DESIGN: Economic evaluation undertaken using health resource use and outcome data from the 12-month multicentre, pragmatic, parallel-group, randomised, Randomised Evaluation of Surgery with Craniectomy for Patients Undergoing Evacuation-ASDH trial.
SETTING: UK secondary care.
PARTICIPANTS: 248 UK patients undergoing surgery for traumatic ASDH were randomised to craniotomy (N=126) or DC (N=122).
INTERVENTIONS: Surgical evacuation via craniotomy (bone flap replaced) or DC (bone flap left out with a view to replace later: cranioplasty surgery).
MAIN OUTCOME MEASURES: In the base-case analysis, costs were estimated from a National Health Service and Personal Social Services perspective. Outcomes were assessed via the quality-adjusted life-years (QALY) derived from the EuroQoL 5-Dimension 5-Level questionnaire (cost-utility analysis) and the Extended Glasgow Outcome Scale (GOSE) (cost-effectiveness analysis). Multiple imputation and regression analyses were conducted to estimate the mean incremental cost and effect of craniotomy compared with DC. The most cost-effective option was selected, irrespective of the level of statistical significance as is argued by economists.
RESULTS: In the cost-utility analysis, the mean incremental cost of craniotomy compared with DC was estimated to be -5520 (95% CI -18 060 to 7020) with a mean QALY gain of 0.093 (95% CI 0.029 to 0.156).
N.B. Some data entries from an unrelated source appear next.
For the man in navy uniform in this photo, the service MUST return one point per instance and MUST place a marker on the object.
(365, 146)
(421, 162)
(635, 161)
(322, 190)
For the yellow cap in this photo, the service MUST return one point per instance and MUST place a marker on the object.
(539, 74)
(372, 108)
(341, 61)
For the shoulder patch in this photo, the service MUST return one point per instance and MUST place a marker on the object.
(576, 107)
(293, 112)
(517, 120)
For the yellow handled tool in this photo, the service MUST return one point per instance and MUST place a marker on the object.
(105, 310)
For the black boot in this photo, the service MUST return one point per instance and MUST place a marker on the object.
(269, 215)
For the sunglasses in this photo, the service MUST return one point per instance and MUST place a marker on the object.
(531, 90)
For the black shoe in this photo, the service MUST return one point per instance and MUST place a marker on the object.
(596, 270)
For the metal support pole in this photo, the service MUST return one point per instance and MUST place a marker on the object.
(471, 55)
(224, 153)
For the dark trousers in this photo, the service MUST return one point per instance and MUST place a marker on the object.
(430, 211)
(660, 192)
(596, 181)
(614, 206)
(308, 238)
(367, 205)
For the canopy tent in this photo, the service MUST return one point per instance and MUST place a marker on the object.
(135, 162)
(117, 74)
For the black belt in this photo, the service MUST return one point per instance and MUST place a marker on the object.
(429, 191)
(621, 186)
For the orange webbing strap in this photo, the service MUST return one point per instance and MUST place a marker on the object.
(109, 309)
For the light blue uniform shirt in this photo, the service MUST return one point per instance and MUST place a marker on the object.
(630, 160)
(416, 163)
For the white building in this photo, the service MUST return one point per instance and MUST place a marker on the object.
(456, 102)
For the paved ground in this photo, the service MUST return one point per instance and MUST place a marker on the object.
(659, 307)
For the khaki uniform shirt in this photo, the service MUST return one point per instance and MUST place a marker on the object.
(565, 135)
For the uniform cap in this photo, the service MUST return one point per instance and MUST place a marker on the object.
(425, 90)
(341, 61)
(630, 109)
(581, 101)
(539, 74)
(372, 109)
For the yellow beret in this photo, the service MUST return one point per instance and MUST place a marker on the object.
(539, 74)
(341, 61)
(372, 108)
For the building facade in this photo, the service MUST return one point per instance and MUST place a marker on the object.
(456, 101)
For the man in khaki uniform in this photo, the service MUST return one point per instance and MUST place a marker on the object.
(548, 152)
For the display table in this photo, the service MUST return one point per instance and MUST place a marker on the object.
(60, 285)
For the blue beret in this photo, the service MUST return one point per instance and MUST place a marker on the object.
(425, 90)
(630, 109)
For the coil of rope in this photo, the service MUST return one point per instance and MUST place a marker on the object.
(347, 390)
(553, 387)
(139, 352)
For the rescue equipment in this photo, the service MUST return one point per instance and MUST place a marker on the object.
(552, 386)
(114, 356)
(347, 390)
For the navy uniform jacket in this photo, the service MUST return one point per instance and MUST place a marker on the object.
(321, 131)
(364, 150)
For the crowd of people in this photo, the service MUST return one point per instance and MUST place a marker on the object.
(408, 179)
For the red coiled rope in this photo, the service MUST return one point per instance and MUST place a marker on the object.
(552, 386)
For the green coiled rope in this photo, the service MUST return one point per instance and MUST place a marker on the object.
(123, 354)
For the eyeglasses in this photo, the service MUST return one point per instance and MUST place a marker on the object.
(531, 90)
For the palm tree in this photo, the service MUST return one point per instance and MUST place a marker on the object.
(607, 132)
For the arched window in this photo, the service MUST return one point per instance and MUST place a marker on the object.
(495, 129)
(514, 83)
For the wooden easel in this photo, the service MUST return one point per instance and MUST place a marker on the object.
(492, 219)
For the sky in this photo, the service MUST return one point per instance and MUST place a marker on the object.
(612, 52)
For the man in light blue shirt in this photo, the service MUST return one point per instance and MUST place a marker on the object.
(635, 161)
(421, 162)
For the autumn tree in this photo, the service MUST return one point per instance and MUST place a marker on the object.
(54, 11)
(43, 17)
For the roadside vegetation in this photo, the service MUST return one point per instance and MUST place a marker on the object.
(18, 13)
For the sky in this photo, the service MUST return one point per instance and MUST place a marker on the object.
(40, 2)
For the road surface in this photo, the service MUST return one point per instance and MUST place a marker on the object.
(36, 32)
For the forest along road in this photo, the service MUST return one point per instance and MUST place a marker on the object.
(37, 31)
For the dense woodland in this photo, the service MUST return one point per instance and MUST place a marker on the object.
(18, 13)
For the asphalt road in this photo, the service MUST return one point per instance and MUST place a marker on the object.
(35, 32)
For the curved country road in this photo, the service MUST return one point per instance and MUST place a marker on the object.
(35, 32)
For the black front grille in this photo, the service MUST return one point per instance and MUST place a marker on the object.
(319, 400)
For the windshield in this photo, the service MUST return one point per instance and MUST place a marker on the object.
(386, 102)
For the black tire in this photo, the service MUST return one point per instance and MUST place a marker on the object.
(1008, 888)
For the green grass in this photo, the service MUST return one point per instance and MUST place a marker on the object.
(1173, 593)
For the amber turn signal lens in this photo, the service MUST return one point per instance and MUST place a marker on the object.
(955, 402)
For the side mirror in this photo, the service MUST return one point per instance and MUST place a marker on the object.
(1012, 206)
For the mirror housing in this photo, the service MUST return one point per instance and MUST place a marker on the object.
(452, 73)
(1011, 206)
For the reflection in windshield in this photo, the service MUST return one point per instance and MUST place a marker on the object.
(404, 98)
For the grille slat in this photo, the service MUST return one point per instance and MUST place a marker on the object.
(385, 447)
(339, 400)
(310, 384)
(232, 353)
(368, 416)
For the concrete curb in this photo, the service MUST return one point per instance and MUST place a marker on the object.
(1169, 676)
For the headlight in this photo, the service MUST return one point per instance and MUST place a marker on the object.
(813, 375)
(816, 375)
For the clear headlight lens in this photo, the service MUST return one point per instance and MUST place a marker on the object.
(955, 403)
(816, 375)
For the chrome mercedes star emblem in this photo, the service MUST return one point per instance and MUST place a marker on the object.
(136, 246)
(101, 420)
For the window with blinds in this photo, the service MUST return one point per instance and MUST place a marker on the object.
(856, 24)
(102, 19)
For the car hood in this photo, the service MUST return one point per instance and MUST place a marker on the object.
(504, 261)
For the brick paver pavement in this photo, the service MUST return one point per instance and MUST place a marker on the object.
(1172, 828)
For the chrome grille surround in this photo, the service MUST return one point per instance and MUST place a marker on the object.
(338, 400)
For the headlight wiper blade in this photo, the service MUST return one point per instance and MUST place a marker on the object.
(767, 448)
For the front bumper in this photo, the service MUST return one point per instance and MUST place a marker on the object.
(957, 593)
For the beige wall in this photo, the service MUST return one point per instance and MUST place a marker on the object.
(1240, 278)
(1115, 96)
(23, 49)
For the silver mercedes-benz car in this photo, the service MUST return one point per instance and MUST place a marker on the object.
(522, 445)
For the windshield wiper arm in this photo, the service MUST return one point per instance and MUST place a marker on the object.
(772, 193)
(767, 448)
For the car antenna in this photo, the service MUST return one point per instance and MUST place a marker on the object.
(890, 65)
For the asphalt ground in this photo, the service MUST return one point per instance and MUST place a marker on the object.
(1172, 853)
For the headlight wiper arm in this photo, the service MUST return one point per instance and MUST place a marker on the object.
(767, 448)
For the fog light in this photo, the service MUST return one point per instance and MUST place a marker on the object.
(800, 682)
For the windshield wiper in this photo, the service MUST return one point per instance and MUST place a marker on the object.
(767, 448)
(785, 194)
In the cost-effectiveness analysis, the mean incremental cost was estimated to be -4536 (95% CI -17 374 to 8301) with an OR of 1.682 (95% CI 0.995 to 2.842) for a favourable outcome on the GOSE.
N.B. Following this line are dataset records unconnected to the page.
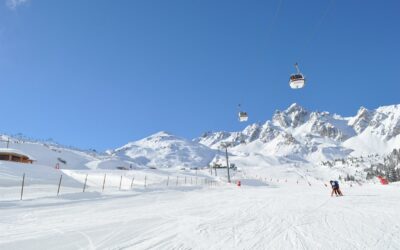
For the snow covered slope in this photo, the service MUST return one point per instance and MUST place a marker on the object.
(163, 150)
(301, 135)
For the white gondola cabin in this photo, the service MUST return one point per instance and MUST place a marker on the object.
(297, 81)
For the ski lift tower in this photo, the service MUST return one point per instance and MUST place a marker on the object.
(225, 146)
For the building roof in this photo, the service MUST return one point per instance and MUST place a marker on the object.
(15, 151)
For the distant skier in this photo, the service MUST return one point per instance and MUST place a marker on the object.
(335, 188)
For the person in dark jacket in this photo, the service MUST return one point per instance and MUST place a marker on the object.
(335, 188)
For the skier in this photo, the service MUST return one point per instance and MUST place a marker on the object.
(338, 188)
(335, 188)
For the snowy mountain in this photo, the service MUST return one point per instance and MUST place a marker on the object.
(298, 134)
(163, 150)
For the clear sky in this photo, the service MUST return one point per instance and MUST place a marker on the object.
(100, 73)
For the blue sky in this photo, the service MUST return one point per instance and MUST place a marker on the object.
(100, 73)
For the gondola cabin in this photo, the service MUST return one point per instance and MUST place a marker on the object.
(243, 117)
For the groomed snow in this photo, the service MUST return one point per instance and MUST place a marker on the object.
(258, 215)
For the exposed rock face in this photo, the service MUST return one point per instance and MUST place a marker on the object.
(296, 130)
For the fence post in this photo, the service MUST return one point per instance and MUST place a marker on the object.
(22, 186)
(120, 183)
(133, 178)
(59, 185)
(84, 186)
(104, 183)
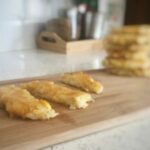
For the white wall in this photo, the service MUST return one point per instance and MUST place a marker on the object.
(22, 20)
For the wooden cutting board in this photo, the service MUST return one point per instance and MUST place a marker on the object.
(124, 99)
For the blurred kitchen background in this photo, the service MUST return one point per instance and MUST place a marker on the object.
(22, 20)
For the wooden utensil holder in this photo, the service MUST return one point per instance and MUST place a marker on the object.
(52, 41)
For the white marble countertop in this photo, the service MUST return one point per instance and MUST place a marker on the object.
(30, 63)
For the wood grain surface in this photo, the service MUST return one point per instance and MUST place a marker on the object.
(124, 99)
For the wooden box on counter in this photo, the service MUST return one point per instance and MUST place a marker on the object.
(52, 41)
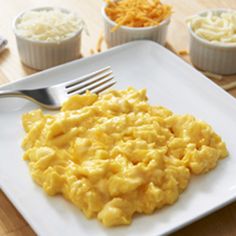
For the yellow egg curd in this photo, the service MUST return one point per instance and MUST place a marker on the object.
(114, 155)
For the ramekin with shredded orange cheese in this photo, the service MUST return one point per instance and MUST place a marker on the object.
(128, 20)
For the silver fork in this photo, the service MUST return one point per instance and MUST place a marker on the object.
(53, 97)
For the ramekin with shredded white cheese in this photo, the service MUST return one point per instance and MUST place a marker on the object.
(213, 41)
(49, 25)
(48, 36)
(215, 26)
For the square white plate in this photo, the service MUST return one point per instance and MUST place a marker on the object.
(170, 82)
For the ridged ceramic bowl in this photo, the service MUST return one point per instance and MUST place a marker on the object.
(42, 55)
(126, 34)
(218, 58)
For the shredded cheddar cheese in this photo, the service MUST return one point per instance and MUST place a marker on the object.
(137, 13)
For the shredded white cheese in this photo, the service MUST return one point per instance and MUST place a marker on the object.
(48, 25)
(215, 27)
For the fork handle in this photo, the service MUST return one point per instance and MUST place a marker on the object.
(11, 93)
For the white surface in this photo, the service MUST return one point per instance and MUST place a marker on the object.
(171, 83)
(218, 58)
(41, 54)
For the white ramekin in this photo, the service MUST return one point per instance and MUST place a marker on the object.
(41, 55)
(218, 58)
(126, 34)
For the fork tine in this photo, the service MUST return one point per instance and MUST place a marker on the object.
(94, 86)
(81, 85)
(86, 77)
(103, 87)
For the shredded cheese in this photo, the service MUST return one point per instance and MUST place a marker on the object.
(215, 27)
(48, 25)
(137, 13)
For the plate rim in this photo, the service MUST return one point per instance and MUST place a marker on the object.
(139, 43)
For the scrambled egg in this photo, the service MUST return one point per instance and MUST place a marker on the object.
(114, 154)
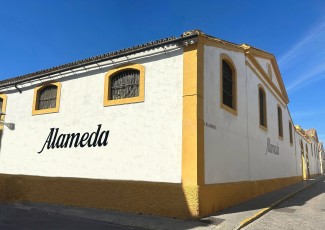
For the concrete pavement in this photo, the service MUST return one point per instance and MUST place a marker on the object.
(305, 210)
(232, 218)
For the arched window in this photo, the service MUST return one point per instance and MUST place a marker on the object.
(47, 98)
(290, 132)
(124, 85)
(280, 124)
(262, 107)
(1, 104)
(228, 85)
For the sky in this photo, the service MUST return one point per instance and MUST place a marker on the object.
(39, 34)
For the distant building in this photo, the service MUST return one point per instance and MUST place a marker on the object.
(178, 127)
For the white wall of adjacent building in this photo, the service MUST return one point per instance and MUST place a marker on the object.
(145, 139)
(235, 146)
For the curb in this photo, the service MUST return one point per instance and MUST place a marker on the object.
(263, 211)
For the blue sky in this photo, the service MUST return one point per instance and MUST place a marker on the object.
(36, 35)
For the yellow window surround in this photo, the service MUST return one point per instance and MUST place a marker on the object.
(233, 109)
(36, 111)
(107, 86)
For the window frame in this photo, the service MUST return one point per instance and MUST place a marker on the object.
(233, 110)
(3, 108)
(261, 88)
(290, 133)
(280, 122)
(107, 86)
(37, 90)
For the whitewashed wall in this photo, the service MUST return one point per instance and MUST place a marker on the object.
(236, 149)
(145, 140)
(226, 146)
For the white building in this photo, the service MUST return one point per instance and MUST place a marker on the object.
(177, 127)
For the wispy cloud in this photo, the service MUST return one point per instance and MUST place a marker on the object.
(304, 62)
(304, 114)
(314, 34)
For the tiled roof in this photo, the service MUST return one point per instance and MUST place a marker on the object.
(99, 58)
(109, 56)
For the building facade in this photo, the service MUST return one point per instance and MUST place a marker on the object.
(178, 127)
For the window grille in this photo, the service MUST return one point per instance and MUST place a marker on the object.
(262, 101)
(227, 85)
(47, 97)
(125, 84)
(280, 125)
(290, 133)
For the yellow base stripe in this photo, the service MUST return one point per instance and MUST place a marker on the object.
(217, 197)
(153, 198)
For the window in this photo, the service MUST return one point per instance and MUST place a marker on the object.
(124, 85)
(228, 84)
(280, 125)
(262, 108)
(290, 133)
(47, 99)
(3, 103)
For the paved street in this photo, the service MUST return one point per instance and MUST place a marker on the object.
(305, 210)
(17, 218)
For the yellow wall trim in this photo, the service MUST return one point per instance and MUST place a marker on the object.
(153, 198)
(217, 197)
(36, 111)
(107, 83)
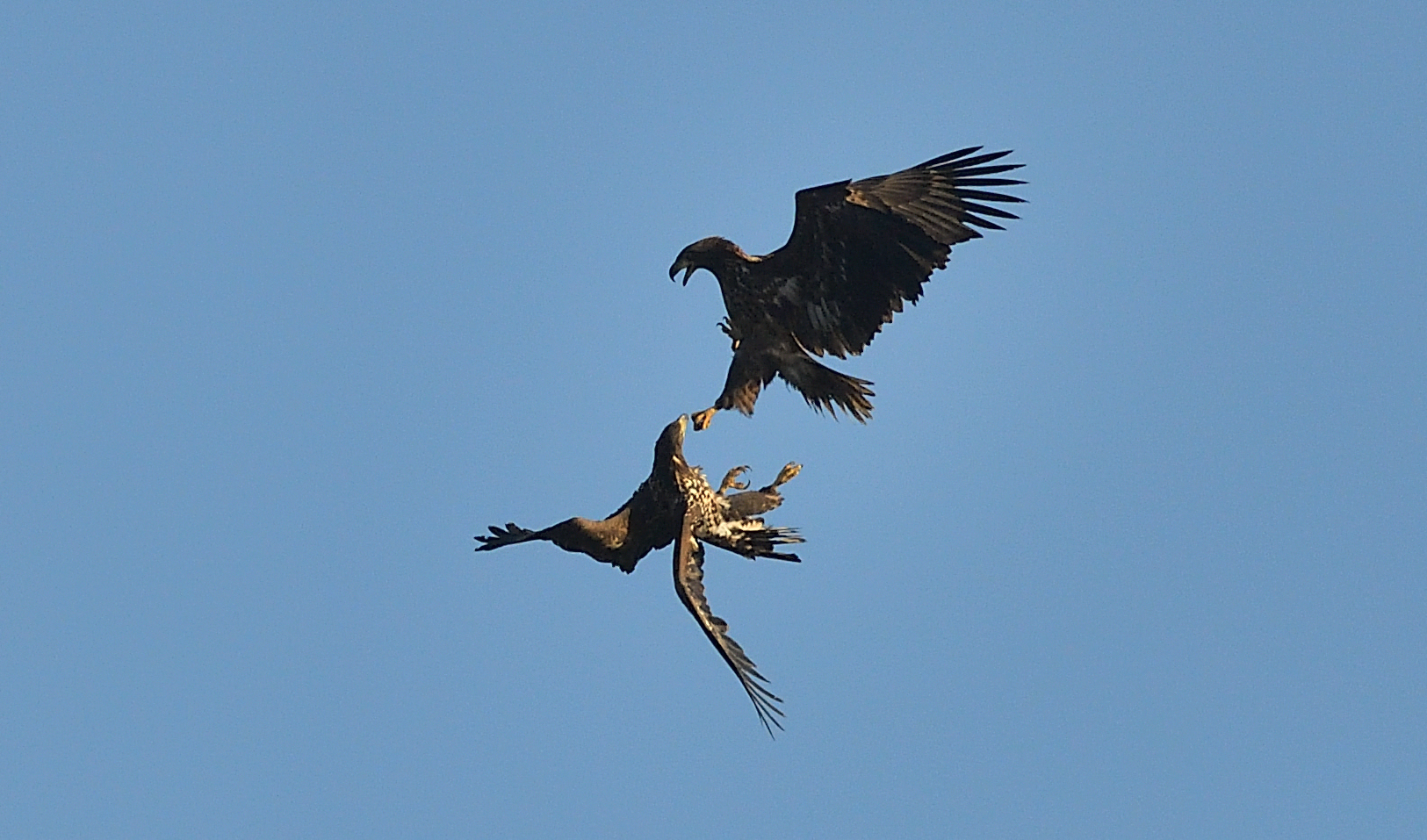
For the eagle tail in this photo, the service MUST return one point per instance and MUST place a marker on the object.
(826, 390)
CONCLUSIONS: In a UK population with traumatic ASDH, craniotomy was estimated to be cost-effective compared with DC: craniotomy was estimated to have a lower mean cost, higher mean QALY gain and higher probability of a more favourable outcome on the GOSE (though not all estimated differences between the two approaches were statistically significant).
ETHICS: Ethical approval for the trial was obtained from the North West-Haydock Research Ethics Committee in the UK on 17 July 2014 (14/NW/1076).
TRIAL REGISTRATION NUMBER: ISRCTN87370545.